Although contingency fees are much more common in cases involving car accidents, attorneys may tell you that they will take your case for an hourly fee. In this case, you'd pay the attorney for every hour he or she works on your case, plus pay for his or her expenses, regardless of whether you win or lose the case.

If an car crash attorney offers to represent you on an hourly fee, you should take that as a sign that he or she doesn't think your case can be won or that your case would not be financially lucrative. In fact, you should feel comfortable asking, "Do you represent other car crash victims on contingency fee? Do you think I have a weak case?" The attorney's answers may cause you to think twice about your case.

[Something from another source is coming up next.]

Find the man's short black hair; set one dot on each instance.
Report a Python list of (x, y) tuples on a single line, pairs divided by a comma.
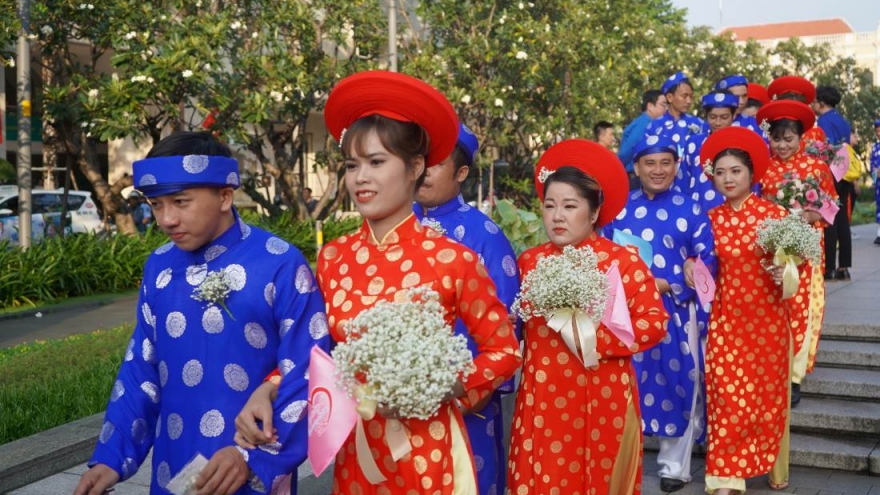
[(600, 127), (651, 96), (184, 143), (828, 95)]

Paying a Car Crash Attorney

Theres one thing that's important to remember when it comes to contingency fees or hourly billing rates. There is no guarantee that a lawyer will be able to get a settlement or judgment that meets or exceeds the cost of your medical bills and of repairing or replacing your car and that also compensates you for your pain and suffering. Even if the award is less than the total cost of those bills, you'll still have to pay your attorney's fees and expenses.

Before selecting a lawyer, ask him or her to walk you through a hypothetical settlement. How much could you reasonably expect to win or settlement your case for? How much would you pay in legal fees? How much would you pay in expenses? How much could you reasonably expect to be left with? You then need to decide if the attorney's estimates are reasonable and realistic.